Lantas, mengapa hasil negatif tidak dimasukkan?
Budi menyampaikan, setelah pihaknya melakukan pengecekan ke sejumlah rumah sakit (RS) dan laboratorium, ditemukan jumlah data terlalu banyak.
"Lalu user interface memasukkan ke sistem aplikasi kita masih rumit. Maka itu mengakibatkan banyak laboratorium yang memasukkan data hasil pemeriksaan yang positif dulu," ujar Budi.
"Sehingga hasil pemeriksaan negatif tidak dimasukkan. Sebab lainnya, pemeriksaan positif dicatat agar segera bisa diisolasi. Ini mengakibatkan positivity rate naik," kata dia.
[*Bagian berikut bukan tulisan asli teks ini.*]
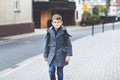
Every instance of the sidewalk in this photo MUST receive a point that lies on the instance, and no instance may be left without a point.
(94, 58)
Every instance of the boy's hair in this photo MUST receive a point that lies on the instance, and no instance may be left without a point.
(56, 17)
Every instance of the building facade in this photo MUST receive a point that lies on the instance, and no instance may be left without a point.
(15, 17)
(44, 9)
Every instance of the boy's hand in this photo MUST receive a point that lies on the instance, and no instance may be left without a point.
(67, 59)
(46, 59)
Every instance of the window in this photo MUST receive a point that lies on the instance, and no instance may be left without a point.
(16, 6)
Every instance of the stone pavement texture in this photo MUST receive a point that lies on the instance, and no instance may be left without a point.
(94, 58)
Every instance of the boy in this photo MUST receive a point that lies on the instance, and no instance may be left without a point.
(58, 48)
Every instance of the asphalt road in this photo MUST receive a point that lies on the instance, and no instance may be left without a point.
(22, 49)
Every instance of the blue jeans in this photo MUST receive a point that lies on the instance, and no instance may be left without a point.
(52, 70)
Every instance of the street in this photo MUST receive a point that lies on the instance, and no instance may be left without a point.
(22, 49)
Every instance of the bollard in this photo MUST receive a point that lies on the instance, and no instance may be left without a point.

Baca juga: Positivity Rate Covid-19 di Depok Capai 43 Persen
Untuk mengatasi hal ini, Kemenkes sudah memperbaiki user intercafe untuk aplikasi testing ini agar ke depannya memudahkan semua laboratorium, RS, dan semua fasilitas kesehatan memasukkan data hasil pemeriksaan.
Budi menyebut ke depannya, aplikasi bisa diisi secara otomatis atau bisa juga dengan Microsoft Excel.
Jumlah pemeriksaan kurang
Budi melanjutkan, penyebab kedua adalah ada kemungkinan jumlah pemeriksaan atau testing Covid-19 masih kurang.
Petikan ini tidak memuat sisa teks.